While visiting Massachusetts recently, my wife recounted — with a wry smile and a faraway look — the hours she endured in stand-still traffic during her decades there. Ironically, her most vivid memories were those of approaching two bridges: the Tobin, crossing into Boston, and the Bourne, over Cape Cod Canal. Her stories resonate with others told to me by long- and short-term Islanders. All lead me to these thoughts to share about traffic, professing them to be neither exhaustive nor scientific.
Most visitors don’t enjoy traffic, although the thick lines of vehicles approaching the Island confirm that our guests are, indeed, arriving somewhere everyone wants to be. Some tourists take traffic in stride. They’re from places with “real” traffic (as they say) and are in no hurry except to get to the beach. They just hit traffic when it happens and get through it whenever they get through it. Other travelers consider traffic part of the Hilton Head Island challenge, and invest time in planning an elaborate approach. Either way, as long as vacationers are traveling to the place they want to be, they will come, just as they continue to pile onto the Bourne (or Sagamore!) Bridge to Cape Cod.
Most who brave traffic to get to work don’t relish the experience. They know, however, the usual delays. When commuting to Boston, my wife equipped herself for her time on the Tobin — coffee, breakfast, the Wall Street Journal — then strategically positioned her car near someone’s she knew. Of course, commuters prefer spending as little time as possible stuck between the place they desire to be and the place they must be. Here again, so long as their business and professional goals are being achieved on the Island, they’ll make the most of it.
Most of our locals are traffic and timing gurus. Intimately familiar with patterns and pitfalls, they don’t savor sitting still in a running vehicle. They work on an ever-changing, intricate Hilton Head Island 3-D jigsaw puzzle. The pieces represent routes, times and days. And they get themselves exactly where they need to be, usually in short order.

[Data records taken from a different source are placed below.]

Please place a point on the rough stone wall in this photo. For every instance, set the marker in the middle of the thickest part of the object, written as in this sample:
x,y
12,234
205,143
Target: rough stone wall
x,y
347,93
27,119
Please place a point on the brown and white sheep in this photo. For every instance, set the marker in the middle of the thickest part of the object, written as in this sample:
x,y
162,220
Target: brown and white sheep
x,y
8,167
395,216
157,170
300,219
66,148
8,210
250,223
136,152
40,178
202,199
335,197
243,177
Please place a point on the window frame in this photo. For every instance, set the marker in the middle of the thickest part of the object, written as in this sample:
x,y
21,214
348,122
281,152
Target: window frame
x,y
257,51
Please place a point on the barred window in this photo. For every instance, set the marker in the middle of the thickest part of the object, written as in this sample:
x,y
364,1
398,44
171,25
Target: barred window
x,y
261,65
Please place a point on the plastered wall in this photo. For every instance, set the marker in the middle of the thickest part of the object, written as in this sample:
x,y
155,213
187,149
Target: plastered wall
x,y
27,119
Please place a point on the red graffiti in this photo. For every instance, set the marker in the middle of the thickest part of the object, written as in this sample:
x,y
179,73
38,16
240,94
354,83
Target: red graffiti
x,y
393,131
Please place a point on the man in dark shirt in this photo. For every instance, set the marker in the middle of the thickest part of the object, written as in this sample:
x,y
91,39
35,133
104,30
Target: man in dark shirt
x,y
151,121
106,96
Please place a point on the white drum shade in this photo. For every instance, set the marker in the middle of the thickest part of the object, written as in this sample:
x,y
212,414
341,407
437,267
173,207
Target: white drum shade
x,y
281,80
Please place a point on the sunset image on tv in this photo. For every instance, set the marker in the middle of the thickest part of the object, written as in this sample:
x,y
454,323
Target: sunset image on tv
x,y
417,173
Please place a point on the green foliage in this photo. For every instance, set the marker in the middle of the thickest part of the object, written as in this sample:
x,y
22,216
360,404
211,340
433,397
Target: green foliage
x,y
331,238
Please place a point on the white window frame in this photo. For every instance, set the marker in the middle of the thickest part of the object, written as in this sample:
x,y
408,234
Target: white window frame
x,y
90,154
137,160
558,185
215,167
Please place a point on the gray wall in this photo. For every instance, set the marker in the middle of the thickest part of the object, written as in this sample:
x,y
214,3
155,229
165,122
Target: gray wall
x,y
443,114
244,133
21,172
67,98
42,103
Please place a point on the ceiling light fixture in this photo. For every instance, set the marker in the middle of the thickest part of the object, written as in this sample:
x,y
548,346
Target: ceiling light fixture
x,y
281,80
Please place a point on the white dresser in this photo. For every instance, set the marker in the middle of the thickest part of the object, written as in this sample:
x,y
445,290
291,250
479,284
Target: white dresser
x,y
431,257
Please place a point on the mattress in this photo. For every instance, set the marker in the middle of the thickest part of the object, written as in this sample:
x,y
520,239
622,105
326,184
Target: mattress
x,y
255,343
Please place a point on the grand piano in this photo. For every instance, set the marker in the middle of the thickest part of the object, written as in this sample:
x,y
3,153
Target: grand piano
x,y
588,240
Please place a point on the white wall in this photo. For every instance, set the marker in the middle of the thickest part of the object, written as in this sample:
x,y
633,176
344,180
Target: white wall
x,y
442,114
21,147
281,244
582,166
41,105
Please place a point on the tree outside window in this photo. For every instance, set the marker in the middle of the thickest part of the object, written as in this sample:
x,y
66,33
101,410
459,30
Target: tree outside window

Each group rarely complains unless their pattern or plan is unexpectedly (or unnecessarily) interrupted. (Think construction delay or accident.) In fact, when put in the context of life’s myriad challenges, it’s one of our minor complaints.
Our Town works most diligently and continuously to improve traffic (and other) conditions. One indication is the progress we’ve made by land, with our brand-new seasonal trolley service, the Breeze (www.hiltonheadislandsc.gov/trolley/). Over the water, we’re working on the State-funded replacement of one of our bridge spans, which has been declared structurally deficient. We are also asking citizens to become informed about the Beaufort County’s Transportation Sales Tax Referendum question on November’s ballot. It may provide funds for additional Gateway improvements (www.co.beaufort.sc.us). We are working already to realign busy roads and adjust signal timing at intersections. And finally, we worked to extend our airport runway, allowing the very first commercial jet to land here on July 5.
Life has its complications, even on vacation, and in the end, we will likely never perfect traffic flow. But we press on toward the goal of excellence Islanders deserve. And along the way we accumulate traffic tales to share for generations.